Posterior Reversible Encephalopathy Syndrome (PRES) Associated With Lenvatinib: A Disproportionality Analysis.

Background: Posterior reversible encephalopathy syndrome (PRES) is a rare but potentially life-threatening neurological condition characterized by seizures, headache, visual disturbances, and altered mental status, typically associated with vasogenic edema on neuroimaging. Although several anticancer therapies have been implicated in PRES, evidence regarding its association with lenvatinib remains limited. Purpose: The aim of this study was to investigate a potential safety signal between lenvatinib and PRES using a pharmacovigilance approach and evaluate whether reports of PRES are disproportionately associated with lenvatinib in a large spontaneous reporting database.

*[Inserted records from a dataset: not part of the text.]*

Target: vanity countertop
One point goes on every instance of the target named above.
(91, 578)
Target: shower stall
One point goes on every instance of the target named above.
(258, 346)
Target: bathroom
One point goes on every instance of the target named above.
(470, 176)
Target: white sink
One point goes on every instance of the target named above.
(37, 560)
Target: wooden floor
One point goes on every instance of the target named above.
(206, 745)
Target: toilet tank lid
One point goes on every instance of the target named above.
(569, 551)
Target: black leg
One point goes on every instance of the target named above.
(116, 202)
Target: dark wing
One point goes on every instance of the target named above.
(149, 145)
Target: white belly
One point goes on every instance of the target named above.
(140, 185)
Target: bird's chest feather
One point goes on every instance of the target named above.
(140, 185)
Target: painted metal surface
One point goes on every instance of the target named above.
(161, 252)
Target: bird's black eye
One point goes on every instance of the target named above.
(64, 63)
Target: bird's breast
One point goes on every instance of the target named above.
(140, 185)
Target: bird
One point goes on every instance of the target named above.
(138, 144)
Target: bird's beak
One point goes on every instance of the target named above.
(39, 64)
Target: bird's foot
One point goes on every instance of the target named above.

Methods: A retrospective pharmacovigilance study was conducted using the FDA Adverse Event Reporting System (FAERS) database. Individual Case Safety Reports (ICSRs) mentioning lenvatinib and PRES were identified and extracted. Disproportionality analysis was performed by calculating the reporting odds ratio (ROR), proportional reporting ratio (PRR), and chi-square statistic. According to Evans' criteria (n > 2, PRR > 2, chi-square > 4), a drug-event combination is considered suggestive of a potential safety signal. Results: The disproportionality analysis revealed a statistically significant signal for PRES associated with lenvatinib. The PRR was 5.79 (95% CI: 4.80-6.98), and the ROR was 5.81 (95% CI: 4.81-7.00), both exceeding commonly accepted signal detection thresholds. These findings suggest that reports of PRES occur more frequently with lenvatinib than with other drugs in the database. Conclusion: This pharmacovigilance analysis identified a significant disproportionality signal suggesting a potential association between lenvatinib and PRES. Although spontaneous reporting systems cannot establish causality, these findings highlight the importance of clinical awareness and further investigation to better characterize this rare but serious adverse event.